Essa evolução da ficção científica reflete, é claro, seu caráter especulativo. Isto é, ser um espelho das questões da sua própria época. E não demorou muito para que as questões ambientais emergissem como um tema central para a FC, inaugurando o subgênero conhecido como Ficção Climática, ou Cli-Fi. Diante de um mundo cada vez mais devastado pela degradação ambiental, a Cli-Fi surge como uma resposta artística às crises ecológicas, antecipando cenários de destruição que, infelizmente, começaram a se concretizar.

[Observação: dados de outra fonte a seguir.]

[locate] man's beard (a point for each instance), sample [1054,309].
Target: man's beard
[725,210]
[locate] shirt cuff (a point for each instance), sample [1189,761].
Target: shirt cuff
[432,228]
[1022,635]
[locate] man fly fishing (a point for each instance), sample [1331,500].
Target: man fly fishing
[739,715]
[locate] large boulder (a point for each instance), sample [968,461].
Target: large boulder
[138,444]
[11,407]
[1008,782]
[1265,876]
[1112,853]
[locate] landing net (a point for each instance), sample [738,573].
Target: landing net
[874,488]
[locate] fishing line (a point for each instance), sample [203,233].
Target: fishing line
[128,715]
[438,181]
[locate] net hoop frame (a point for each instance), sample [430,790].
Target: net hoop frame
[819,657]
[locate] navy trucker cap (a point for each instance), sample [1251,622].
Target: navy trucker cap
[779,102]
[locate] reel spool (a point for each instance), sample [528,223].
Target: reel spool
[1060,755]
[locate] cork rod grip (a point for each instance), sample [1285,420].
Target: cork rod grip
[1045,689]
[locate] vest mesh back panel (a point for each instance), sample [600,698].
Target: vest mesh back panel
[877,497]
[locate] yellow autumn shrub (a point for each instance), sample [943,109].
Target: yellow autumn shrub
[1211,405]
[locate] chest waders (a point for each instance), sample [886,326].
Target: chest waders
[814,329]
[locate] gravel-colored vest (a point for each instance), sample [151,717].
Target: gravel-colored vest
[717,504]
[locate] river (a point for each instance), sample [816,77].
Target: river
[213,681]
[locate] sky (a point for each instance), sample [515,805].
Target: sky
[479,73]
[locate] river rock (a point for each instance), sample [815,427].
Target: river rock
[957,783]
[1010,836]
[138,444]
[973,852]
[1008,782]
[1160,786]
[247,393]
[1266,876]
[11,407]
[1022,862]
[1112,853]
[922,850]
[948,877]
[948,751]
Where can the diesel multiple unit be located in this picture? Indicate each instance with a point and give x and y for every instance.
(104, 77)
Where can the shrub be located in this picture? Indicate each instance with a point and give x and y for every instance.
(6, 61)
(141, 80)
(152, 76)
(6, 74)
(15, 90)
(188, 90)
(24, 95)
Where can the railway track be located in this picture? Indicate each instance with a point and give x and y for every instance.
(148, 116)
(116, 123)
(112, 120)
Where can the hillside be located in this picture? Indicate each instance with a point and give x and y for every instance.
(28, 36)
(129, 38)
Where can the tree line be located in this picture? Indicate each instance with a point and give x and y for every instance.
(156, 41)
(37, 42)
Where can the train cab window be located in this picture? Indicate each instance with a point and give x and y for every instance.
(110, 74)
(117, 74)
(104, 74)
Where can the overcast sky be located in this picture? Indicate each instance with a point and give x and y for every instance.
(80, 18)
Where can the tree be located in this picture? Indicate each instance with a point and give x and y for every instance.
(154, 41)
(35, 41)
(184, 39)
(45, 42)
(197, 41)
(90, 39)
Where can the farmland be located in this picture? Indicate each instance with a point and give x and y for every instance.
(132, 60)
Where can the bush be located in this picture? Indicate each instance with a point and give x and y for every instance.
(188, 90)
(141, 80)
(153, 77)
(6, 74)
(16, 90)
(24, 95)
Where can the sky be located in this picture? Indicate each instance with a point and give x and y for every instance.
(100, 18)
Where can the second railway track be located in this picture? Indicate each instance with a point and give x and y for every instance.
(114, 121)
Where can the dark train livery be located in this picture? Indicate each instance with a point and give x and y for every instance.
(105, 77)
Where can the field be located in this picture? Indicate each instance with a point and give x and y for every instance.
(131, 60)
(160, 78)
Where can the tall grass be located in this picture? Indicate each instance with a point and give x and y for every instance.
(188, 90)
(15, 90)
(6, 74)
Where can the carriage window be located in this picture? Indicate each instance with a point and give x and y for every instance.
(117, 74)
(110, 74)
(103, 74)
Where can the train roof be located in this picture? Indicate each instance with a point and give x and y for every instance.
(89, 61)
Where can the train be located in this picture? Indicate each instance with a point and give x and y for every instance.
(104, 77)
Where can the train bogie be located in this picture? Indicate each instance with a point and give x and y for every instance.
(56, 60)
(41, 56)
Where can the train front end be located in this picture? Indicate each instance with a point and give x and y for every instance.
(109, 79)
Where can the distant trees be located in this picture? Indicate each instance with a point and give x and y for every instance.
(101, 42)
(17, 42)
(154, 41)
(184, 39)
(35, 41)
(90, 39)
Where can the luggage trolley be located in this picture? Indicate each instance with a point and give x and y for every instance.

O desenrolar do século XXI, assim, vinham trazendo consigo ansiedades coerentes sobre o futuro do nosso planeta. E dentre os muitos medos que nos assolam, um dos mais reais é a destruição desenfreada do meio ambiente, que já não se limita ao campo da especulação ficcional, mas se manifesta de forma real, crua e dura em eventos cada vez mais frequentes. O debate sobre as mudanças climáticas, embora não seja recente, ganhou uma nova dimensão em 2004, quando o filme O Dia Depois de Amanhã (estrelado por Jake Gyllenhaal e Dennis Quaid) chegou às telas de cinema. Se as conferências científicas e os alertas dos especialistas não conseguiram despertar o público para a gravidade da situação, as imagens apocalípticas de uma Nova York engolida por tempestades e nevascas extremas deixaram uma marca poderosa na imaginação coletiva.
O impacto dessas representações na cultura popular foi imenso, mas, mais alarmante ainda, foi a concretização de muitas das previsões feitas pela Cli-Fi. Em 2024, o Brasil vivencia uma das piores crises ambientais de sua história recente. O Amazonas registrou 21,6 mil focos de queimadas, e o ano já é considerado o pior desde 1998 em termos de destruição por fogo (G1, 24 de set. de 2024). O Centro-Oeste e o Sudeste, regiões tradicionalmente menos afetadas, viram os focos de incêndio aumentar em mais de 200% em comparação ao ano anterior. Os impactos são catastróficos: estados em situação de emergência ambiental, cidades cobertas por fumaça, e um aumento dramático nas emissões de carbono.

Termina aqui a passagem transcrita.